Partly, it's the lack of sexiness in business-to-business e-commerce. Consumer retailers such as Amazon, e*Trade, Dell and eBay all are interesting stories because anyone can go to their sites and see what they do. They all are dealing in a tangible form of commerce that everyone understands. Click on a link, buy a book or a computer or a set of shares.

But businesses buying goods and services from each other are part of a more obscure world - even in the bricks rather than clicks realm - and hardly set the pulses racing. The back-end processes that animate a company's internal operations by transferring them to a Web environment also mostly fail to stir the blood.

Another difficulty is that many Web-design companies are geared towards creating basic websites.
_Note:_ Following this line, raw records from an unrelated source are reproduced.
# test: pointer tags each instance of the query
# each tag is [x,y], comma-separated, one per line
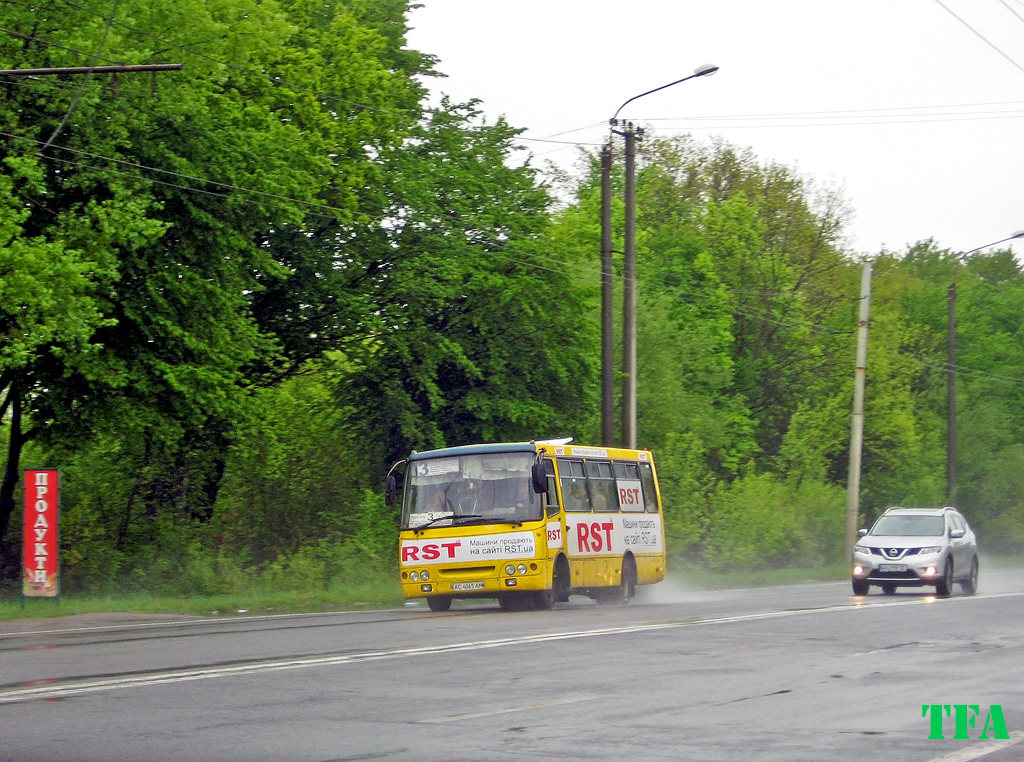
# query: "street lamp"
[629,435]
[951,372]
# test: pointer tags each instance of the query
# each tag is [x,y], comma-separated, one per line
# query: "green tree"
[150,206]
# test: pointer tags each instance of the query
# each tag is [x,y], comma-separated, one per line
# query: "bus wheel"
[439,602]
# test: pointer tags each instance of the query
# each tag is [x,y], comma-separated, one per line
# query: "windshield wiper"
[488,519]
[451,516]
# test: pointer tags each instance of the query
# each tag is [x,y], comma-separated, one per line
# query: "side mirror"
[540,478]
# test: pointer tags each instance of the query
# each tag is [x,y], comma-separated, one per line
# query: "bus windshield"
[489,488]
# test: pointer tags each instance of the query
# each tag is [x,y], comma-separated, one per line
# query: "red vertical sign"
[42,488]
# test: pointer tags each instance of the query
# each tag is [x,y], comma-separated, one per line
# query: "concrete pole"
[630,297]
[607,309]
[857,422]
[951,398]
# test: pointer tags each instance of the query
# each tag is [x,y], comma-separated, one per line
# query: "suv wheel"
[970,585]
[944,587]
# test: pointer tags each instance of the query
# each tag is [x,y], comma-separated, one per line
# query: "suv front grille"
[900,552]
[908,575]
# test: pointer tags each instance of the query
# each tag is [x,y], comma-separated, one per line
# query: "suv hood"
[883,541]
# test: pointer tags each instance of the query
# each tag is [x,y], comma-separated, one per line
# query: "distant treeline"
[231,296]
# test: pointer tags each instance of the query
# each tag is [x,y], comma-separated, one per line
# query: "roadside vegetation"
[231,297]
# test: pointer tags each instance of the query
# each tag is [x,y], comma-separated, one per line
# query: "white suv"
[916,547]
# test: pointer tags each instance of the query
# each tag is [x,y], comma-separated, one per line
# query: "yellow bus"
[528,523]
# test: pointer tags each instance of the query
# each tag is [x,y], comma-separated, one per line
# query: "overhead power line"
[988,42]
[273,79]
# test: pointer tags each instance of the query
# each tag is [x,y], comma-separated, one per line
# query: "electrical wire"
[1008,7]
[270,78]
[53,44]
[226,185]
[85,81]
[981,36]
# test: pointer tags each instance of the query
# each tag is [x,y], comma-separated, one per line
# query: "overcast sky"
[915,117]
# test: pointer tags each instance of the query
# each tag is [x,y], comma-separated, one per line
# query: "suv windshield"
[481,489]
[904,525]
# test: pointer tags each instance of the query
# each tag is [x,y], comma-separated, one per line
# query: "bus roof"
[532,447]
[515,447]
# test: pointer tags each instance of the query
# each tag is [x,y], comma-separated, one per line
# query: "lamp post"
[629,435]
[951,372]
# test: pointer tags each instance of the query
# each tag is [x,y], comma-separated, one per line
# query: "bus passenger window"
[630,494]
[647,477]
[602,487]
[552,494]
[573,487]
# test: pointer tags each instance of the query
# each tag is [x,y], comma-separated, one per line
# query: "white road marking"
[198,622]
[94,686]
[509,710]
[974,752]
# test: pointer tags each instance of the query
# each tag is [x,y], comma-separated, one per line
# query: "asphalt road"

At best, they can add in some e-commerce functions in case a company wants to retail items over the Net. The vast majority do not have people who truly understand the nature of business operations and management, making it impossible for them to explain, much less create, proper Web-based working environments for companies.

So, unless you know what you're looking for as a reader and can track down the relevant business-related news items (and can translate the techno-jargon), and unless you have the fortune of finding a Web company that is truly business-knowledgeable, you could easily have spent the past few years thinking e-commerce means books on the Net.

At the moment most businesses need to do some homework - and have courage - to explore other e-commerce options. That will undoubtedly change, but early explorers and adopters may find considerable competitive advantage later in making those moves now.